You have the option when shooting at the colonel to only wound him. Kills become wounds. Captain Rene Romantic will also receive one get out of jail card. This can be used just once to bring him back alive after a kill shot or used twice to remove wounds from him.

 

Big Men                                     IPs                     Influence radius

Captain Rene Romantic           4                                 18”

Lieutenant Basil Bear               3                                 14”

Sergeant George O' tool            3                                 14”

Sergeant Petro Head               2                                  10” 

1st Battalion 26th  infantry. 3 units of 10 men. Rating 2 x average 1 x good (muskets)

1 company grenadiers 1 unit of 10 men rating good (muskets)

 

Victory conditions

Excellent: Throw the British back down the hill. Capture the British Colonel.

Good: Throw the British back down the hill.

Bad: Let the British take the hill.

Very bad: Let the British Colonel get away.

 

Notes for the Umpire

All units of both sides use 2 dice for their actions. The river has no effect on movement but re- loading isn’t allowed if any part of the unit is in it. All the terrain north of the river is classed as light cover. The only exception is the objective hill which is open on the top of it. The French deploy first using hidden markers, 4 real and 4 fake plus blinds for the big men and must be at least 18” away from the river. The British then deploy as they like south of the river. Big men must be attached to a unit to remove shock and enable a unit to charge. No big man can activate a unit that has another big man attached AND is a higher status. If a big man loses his bottle, all figures within his command radius retreat 2 xD6 as does the big man. The only exception is if a group has an attached big man of a higher status then the big man retreating, the group then isn't affected. If Delebair is offered a duel and he refuses, his IPs drops to 3. The only real concern for both sides is what happens to the Bourbon Delebair. Both sides want him out of the way.

Terrain

The game can be played on a 6’ x 4’ table using 28mm figures. The set up isn’t too important but you should use the following guide. Fighting short edge to short edge along the length of the table.

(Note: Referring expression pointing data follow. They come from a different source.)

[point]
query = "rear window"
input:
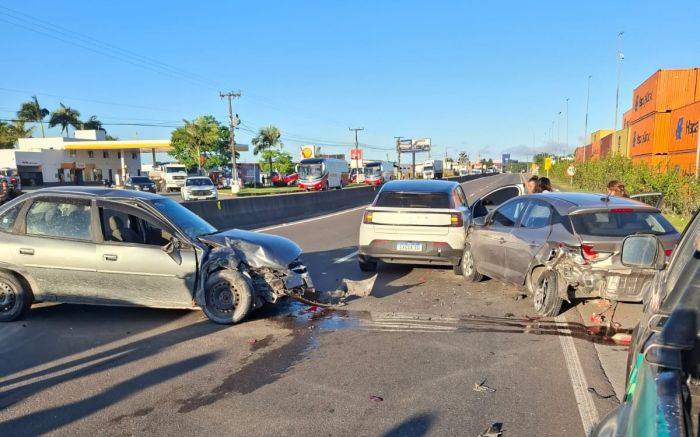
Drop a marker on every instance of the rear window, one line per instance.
(414, 200)
(621, 224)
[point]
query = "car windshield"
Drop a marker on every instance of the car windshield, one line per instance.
(199, 182)
(310, 171)
(621, 224)
(188, 222)
(413, 200)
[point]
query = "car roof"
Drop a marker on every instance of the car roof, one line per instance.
(589, 200)
(97, 192)
(423, 186)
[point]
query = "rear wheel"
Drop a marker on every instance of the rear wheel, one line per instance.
(546, 298)
(228, 296)
(468, 267)
(15, 300)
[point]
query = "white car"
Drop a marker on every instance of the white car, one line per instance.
(199, 188)
(415, 222)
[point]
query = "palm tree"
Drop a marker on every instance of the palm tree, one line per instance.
(33, 112)
(92, 124)
(65, 116)
(267, 138)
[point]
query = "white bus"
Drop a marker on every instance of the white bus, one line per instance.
(322, 173)
(376, 173)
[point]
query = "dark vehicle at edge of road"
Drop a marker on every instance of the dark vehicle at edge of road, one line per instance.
(663, 364)
(130, 248)
(562, 246)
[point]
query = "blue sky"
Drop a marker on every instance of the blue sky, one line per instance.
(480, 77)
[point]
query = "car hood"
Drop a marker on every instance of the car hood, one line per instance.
(255, 249)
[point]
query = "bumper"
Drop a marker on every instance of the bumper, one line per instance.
(430, 253)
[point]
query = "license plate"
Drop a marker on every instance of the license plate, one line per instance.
(409, 247)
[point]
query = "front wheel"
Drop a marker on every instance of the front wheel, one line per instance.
(15, 300)
(546, 294)
(228, 296)
(467, 266)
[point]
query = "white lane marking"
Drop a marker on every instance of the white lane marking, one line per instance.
(586, 408)
(346, 257)
(284, 225)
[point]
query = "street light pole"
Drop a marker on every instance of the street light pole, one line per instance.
(585, 128)
(620, 57)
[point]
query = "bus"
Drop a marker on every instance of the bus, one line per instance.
(376, 173)
(322, 173)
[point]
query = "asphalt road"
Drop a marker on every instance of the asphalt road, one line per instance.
(403, 361)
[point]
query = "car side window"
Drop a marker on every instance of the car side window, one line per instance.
(538, 215)
(7, 218)
(61, 219)
(119, 226)
(507, 215)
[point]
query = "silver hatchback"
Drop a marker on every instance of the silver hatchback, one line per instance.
(564, 245)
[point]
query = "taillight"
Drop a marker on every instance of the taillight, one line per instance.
(591, 255)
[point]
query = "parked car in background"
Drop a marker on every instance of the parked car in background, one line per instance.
(199, 188)
(663, 364)
(173, 258)
(415, 222)
(140, 183)
(562, 246)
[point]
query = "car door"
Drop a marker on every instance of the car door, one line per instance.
(526, 239)
(132, 265)
(55, 247)
(488, 243)
(488, 202)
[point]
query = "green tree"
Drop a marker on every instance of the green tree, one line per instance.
(65, 116)
(268, 138)
(201, 137)
(32, 112)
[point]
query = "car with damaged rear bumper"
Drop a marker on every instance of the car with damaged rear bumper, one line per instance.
(561, 246)
(101, 246)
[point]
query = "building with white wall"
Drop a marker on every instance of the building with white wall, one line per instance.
(87, 158)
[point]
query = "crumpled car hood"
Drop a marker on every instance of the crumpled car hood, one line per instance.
(255, 249)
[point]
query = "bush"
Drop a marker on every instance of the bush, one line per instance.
(681, 192)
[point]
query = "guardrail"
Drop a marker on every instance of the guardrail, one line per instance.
(260, 211)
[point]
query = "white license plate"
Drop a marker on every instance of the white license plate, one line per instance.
(409, 247)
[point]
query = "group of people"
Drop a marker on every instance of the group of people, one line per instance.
(543, 185)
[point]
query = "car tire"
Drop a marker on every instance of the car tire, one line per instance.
(546, 300)
(228, 296)
(15, 299)
(367, 266)
(467, 266)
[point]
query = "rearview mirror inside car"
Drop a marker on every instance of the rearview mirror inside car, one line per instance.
(642, 251)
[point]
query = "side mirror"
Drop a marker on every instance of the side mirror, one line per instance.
(643, 251)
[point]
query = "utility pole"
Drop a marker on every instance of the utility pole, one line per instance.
(232, 123)
(620, 57)
(585, 126)
(357, 159)
(398, 155)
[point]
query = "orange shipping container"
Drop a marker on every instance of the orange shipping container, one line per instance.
(683, 162)
(664, 91)
(649, 135)
(684, 128)
(621, 142)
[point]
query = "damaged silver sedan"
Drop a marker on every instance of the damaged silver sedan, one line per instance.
(126, 248)
(561, 246)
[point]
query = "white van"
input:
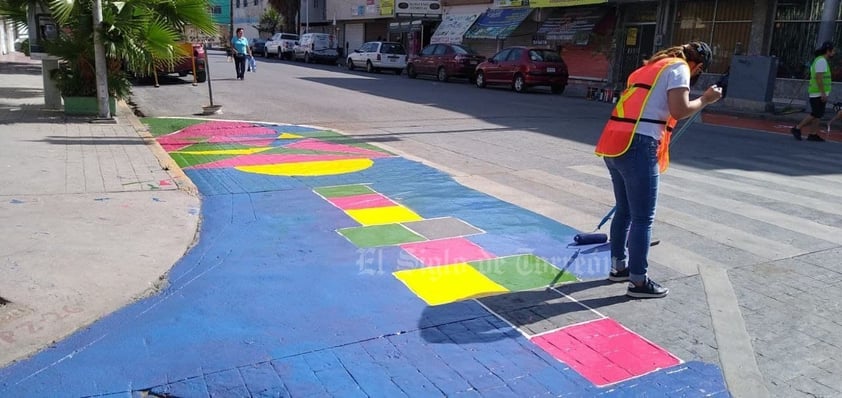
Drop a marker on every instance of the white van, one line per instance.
(316, 47)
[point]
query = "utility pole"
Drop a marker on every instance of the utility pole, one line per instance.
(99, 63)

The British start the game crossing a shallow river. There should be enough room in front of the river for the British to deploy. The main table space should be made up of low wooded hills. One hill then needs to be higher than the rest and clear of trees, big enough to be able to place a couple of artillery pieces. You can place a winding road to represent a path up the hillside to the objective. The artillery must follow this path or get stuck.

You can place a few small buildings. These will allow cover for 5 figures but only 1 figure can fire out from each side if there are windows and doors. You can also place some low walls. These won’t give any extra cover points but will allow your men to lie down behind them taking full cover (good for waiting for big men to come to the rescue).  All the terrain north of the river is classed as light cover.